There’s one thing Becky Rushing of Decatur wants to make clear right off the bat.
“I’m not by-God dying … so stop calling and asking how I feel,” she said she often wants to tell people.
It’s not that she’s being rude or doesn’t appreciate the concern shown by others. For Rushing, cancer is simply one more of life’s obstacles that she will overcome, so there’s no need for a fuss.
“I’m not getting real cranked up over this,” Rushing said. “I don’t think it’s anything I can’t beat. I’ve dealt with bigger monsters.”
In this case, the “monster” is lung cancer.
Last December, Rushing went to the doctor for treatment of bronchitis. A chest X-ray revealed a lesion about the size of a half-dollar.
Her doctors told her she was lucky.
In most cases, people who have lung cancer don’t realize they have it until it has already spread to other areas such as the liver, the bones or the brain.
“I have no symptoms at all,” she said. “I feel great. I keep saying, ‘How can I have this and feel as well as I feel?’ Like my doctor, (Neelima) Maddukuri said, that’s why people don’t catch it until it is in advanced stages normally. So that’s why I feel real fortunate that we caught it this early.”
She may feel fine, but Rushing knows she can’t ignore the cancer. The biggest obstacle in her path at this moment is the cost of treatment: $19,000 for radiation and chemotherapy, with $5,000 required up front.
It’s a problem because she doesn’t have health insurance.
Overcoming obstacles is nothing new for Rushing. After her husband died of a heart attack four years ago, she’s been raising two adopted sons, a second grader and a freshman, on her own. Then, in December 2011, Rushing suffered a heart attack.
Her boys are understandably concerned, but Rushing does her best to keep their minds at ease.
“I said, ‘Guys, the upside to this is my hair might all fall out, and if it does, y’all get to paint my head like an Easter egg,'” she said.
Rushing knows what it is like to live with, and beat cancer. Her brother, Don, was diagnosed with prostate cancer. After surgery, doctors said he’d live about a year.
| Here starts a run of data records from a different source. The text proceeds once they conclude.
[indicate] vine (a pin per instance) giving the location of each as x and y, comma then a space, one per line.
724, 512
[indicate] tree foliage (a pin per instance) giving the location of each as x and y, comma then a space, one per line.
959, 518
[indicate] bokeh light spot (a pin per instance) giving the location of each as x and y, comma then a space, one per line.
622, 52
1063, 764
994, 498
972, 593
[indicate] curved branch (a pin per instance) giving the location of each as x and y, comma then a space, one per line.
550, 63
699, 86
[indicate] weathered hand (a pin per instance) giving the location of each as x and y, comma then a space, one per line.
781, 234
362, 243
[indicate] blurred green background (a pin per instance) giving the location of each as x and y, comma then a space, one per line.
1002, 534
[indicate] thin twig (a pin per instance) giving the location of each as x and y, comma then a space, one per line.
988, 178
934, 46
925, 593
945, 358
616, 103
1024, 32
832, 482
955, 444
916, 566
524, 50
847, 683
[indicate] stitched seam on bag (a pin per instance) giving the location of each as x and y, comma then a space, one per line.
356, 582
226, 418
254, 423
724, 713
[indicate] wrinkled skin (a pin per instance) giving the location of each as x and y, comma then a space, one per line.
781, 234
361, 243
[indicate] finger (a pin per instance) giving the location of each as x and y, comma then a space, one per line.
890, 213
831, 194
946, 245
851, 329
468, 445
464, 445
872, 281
“19 years later, he said, ‘I finally give up,'” Rushing said.
Her brother used holistic medicine to treat his cancer. She’s also had a friend with breast cancer who has treated herself with holistic methods, so while she raises the money for traditional treatment, Rushing is also trying the holistic route in the meantime.
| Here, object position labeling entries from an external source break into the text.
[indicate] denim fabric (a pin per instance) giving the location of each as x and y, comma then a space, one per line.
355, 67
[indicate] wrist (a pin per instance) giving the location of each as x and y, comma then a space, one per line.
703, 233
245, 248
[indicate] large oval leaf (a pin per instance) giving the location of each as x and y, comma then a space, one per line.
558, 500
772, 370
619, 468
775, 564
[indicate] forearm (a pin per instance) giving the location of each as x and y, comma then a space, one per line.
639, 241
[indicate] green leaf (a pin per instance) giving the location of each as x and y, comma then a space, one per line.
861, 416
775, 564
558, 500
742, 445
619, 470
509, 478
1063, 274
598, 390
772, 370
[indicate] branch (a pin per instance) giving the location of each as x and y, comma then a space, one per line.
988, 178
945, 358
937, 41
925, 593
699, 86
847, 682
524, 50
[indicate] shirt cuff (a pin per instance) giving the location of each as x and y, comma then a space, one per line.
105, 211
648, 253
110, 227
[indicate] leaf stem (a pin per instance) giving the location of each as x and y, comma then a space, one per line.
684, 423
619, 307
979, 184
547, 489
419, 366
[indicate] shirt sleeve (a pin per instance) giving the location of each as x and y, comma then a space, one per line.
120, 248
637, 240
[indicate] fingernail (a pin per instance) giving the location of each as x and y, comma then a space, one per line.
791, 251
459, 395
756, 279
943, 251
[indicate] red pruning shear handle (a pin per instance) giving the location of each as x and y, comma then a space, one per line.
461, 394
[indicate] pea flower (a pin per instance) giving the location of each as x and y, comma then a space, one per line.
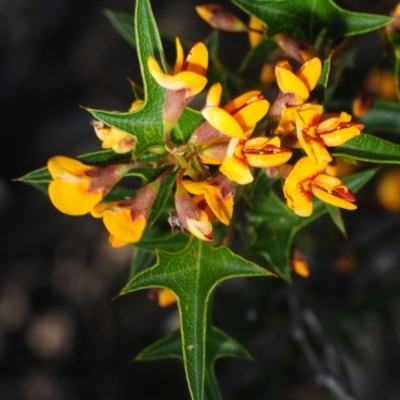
260, 152
316, 132
218, 193
294, 90
301, 83
113, 138
191, 217
126, 220
239, 117
306, 179
187, 80
76, 188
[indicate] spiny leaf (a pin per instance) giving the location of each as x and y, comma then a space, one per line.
370, 149
123, 23
274, 225
191, 275
310, 18
394, 38
146, 123
384, 116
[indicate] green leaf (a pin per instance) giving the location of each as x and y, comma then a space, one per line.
384, 116
165, 242
146, 123
311, 18
394, 38
219, 345
258, 54
274, 225
370, 149
191, 275
336, 216
123, 23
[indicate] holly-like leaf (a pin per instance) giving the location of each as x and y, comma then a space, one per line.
123, 23
394, 38
310, 18
274, 225
146, 123
384, 116
191, 275
370, 149
218, 343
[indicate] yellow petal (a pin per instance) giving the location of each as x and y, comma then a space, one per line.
179, 62
255, 24
235, 167
340, 136
61, 167
332, 199
197, 59
192, 82
241, 100
214, 95
288, 82
250, 114
73, 198
297, 187
223, 121
166, 298
121, 226
201, 228
310, 72
264, 152
156, 72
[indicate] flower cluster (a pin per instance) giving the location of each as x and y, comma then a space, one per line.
245, 133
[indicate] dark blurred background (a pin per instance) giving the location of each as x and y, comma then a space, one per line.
333, 335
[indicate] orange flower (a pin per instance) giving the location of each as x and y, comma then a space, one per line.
260, 152
127, 219
301, 83
315, 132
188, 74
190, 216
77, 187
306, 180
239, 117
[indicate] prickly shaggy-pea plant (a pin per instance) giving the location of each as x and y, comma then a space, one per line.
226, 189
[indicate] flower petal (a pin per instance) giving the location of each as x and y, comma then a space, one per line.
288, 82
122, 227
73, 198
197, 59
223, 121
179, 62
265, 152
310, 72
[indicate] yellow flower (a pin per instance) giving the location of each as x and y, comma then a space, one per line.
218, 193
220, 18
239, 117
256, 31
190, 216
260, 152
188, 74
315, 132
301, 83
76, 188
113, 138
126, 219
306, 180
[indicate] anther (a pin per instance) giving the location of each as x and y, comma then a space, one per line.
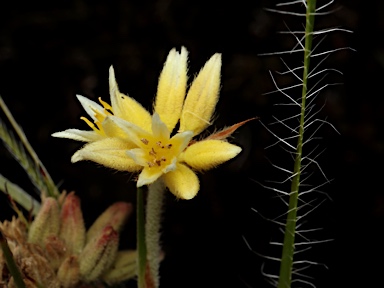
145, 141
152, 152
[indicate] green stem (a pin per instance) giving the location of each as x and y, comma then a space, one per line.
141, 246
154, 211
11, 264
285, 276
19, 195
50, 185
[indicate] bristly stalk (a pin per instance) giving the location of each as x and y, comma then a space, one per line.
48, 186
285, 276
11, 264
140, 234
153, 219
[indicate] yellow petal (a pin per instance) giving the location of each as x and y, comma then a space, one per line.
148, 176
207, 154
202, 97
172, 87
110, 152
79, 135
126, 107
182, 182
111, 129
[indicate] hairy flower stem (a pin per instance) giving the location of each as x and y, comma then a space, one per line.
285, 276
140, 234
152, 228
11, 264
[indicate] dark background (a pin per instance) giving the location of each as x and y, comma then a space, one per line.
51, 50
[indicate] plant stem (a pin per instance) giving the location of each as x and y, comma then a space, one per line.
154, 210
11, 264
51, 189
141, 246
285, 276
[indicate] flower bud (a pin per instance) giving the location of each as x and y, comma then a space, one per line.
123, 268
69, 272
98, 254
72, 229
55, 251
115, 216
46, 222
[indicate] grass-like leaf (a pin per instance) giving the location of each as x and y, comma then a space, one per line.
30, 162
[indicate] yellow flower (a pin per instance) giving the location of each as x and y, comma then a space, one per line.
126, 137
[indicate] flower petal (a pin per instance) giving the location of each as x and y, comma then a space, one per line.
182, 182
79, 135
181, 140
110, 152
207, 154
159, 129
90, 106
148, 176
172, 87
202, 97
138, 155
111, 129
134, 133
126, 107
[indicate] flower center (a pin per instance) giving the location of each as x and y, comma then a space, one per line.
159, 153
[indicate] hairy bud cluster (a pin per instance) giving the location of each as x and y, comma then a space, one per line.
57, 251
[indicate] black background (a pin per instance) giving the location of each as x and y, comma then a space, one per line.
51, 51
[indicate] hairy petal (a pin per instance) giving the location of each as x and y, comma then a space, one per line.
148, 176
90, 106
202, 97
109, 152
126, 107
182, 182
78, 135
207, 154
172, 87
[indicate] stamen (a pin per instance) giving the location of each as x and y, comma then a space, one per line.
107, 107
93, 126
152, 152
145, 141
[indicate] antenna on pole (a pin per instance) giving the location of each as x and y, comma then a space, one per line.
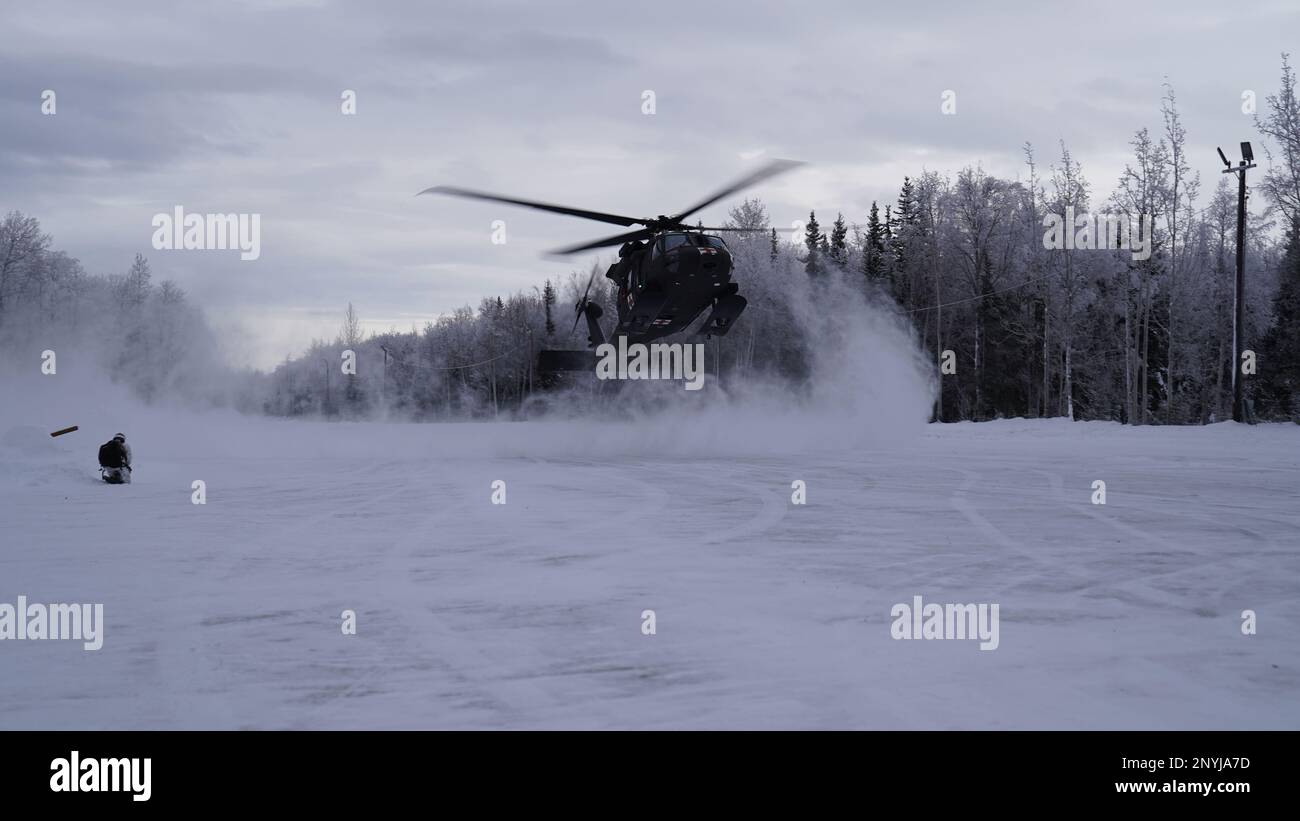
1239, 407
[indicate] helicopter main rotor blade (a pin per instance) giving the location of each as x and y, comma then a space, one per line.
607, 242
581, 303
771, 169
559, 209
735, 230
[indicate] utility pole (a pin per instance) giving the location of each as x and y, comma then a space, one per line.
1239, 291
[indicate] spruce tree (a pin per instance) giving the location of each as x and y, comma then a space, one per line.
549, 304
1279, 350
872, 251
840, 242
811, 240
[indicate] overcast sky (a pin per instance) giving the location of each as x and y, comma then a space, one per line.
235, 107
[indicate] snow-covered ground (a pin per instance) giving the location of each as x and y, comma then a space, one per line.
768, 615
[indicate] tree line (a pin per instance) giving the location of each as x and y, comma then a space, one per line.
1014, 328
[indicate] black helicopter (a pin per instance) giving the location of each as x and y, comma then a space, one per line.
667, 272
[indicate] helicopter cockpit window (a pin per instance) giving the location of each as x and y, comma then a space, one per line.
705, 240
672, 240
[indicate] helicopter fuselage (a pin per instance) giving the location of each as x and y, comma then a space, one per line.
666, 285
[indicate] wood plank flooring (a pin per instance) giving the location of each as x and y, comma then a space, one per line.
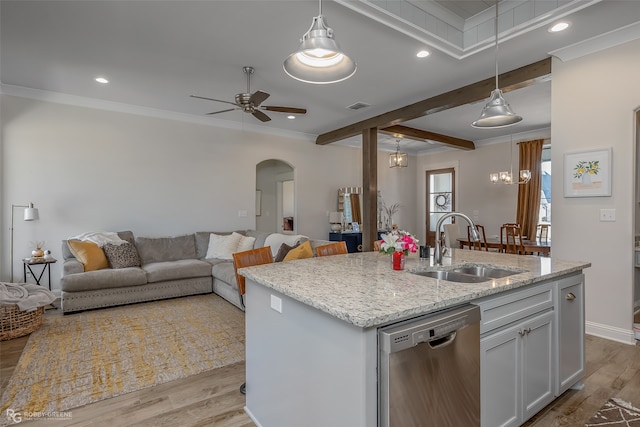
213, 398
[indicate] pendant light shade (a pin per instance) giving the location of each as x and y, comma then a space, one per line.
319, 59
497, 113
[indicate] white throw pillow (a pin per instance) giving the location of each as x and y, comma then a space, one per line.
246, 243
223, 247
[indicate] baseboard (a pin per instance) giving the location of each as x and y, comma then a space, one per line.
625, 336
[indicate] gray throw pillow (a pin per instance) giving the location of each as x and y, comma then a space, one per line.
122, 256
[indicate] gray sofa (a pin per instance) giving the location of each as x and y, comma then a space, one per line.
170, 267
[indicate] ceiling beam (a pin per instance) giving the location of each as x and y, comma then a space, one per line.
422, 135
511, 80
“I’m basically on fresh vegetables, no dairy, no meats,” she explained.
Rushing has also given up a 45-year habit that she feels certain was the biggest contributing factor to her lung cancer diagnosis: smoking. But she doesn’t have to fight this battle on her own. Her daughter and a friend have also decided to kick the smoking habit, so they’re able to help each other.
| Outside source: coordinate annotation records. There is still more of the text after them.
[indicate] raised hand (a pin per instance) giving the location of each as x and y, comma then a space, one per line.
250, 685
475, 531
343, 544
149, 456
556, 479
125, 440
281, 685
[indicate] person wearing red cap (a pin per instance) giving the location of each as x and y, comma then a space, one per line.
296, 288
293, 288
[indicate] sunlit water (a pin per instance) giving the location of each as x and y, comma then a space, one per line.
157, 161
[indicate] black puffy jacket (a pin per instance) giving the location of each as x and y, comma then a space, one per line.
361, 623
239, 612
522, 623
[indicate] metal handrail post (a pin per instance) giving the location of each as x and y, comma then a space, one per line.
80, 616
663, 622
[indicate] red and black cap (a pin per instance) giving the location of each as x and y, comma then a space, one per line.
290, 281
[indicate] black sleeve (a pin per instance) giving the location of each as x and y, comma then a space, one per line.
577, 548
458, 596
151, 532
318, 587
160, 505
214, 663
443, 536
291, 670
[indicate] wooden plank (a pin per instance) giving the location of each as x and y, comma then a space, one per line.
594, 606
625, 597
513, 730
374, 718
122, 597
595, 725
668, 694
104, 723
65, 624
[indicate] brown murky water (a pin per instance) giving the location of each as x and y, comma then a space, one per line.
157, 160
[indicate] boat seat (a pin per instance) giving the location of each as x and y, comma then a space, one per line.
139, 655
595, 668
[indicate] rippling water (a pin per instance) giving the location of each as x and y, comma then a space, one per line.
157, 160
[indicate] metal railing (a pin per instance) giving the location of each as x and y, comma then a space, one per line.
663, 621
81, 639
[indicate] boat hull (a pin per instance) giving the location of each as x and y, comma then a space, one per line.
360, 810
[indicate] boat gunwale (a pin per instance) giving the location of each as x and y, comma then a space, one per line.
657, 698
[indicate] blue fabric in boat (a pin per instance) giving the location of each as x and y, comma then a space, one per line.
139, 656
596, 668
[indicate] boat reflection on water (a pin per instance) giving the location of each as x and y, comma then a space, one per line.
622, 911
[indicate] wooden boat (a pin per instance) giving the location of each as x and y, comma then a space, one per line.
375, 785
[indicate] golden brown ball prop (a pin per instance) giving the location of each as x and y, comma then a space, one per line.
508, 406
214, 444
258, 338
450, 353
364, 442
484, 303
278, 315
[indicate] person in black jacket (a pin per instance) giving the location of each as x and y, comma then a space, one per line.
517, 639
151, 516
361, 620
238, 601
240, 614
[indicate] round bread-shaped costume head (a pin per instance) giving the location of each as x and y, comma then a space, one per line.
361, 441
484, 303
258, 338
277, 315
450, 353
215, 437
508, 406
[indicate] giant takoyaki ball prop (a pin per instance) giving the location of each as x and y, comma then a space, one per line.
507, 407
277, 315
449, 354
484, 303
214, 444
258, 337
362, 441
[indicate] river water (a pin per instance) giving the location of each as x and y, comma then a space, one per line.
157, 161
Rushing’s friends have put together a benefit concert this weekend to raise money for her cancer treatments.
“She’s such a giver,” said Janell Cartwright, who is organizing the concert. “She’s someone everybody loves.”
The “We’re Jammin’ for Becky” event Saturday, March 16, at the Wise County Heritage Museum begins with a barbecue meal 4 to 5 p.m. Barbecue sandwich, chips, drink and a dessert is $7 a plate.
The concert will run from 5 to 10 p.m. Cost is $10 for adults and $5 for children 10 and under. The Righteous Brothers Blues Band, Cookin’ With Grace Band, Rick Bowling, Roland Upton, Cartwright, The Redbud Ramblers and headliner Rod Ballou will perform.
An auction featuring Charlie Smithers will take place in between acts. Among the items up for bid are a leather and wood rocker and a tool set.
Since it is a benefit, additional donations are also welcome.
A benefit account has also been opened in her name at First State Bank in Bridgeport. Routing number is 111906462, and the account number is 417580. If writing a check, put “for deposit only” on the back.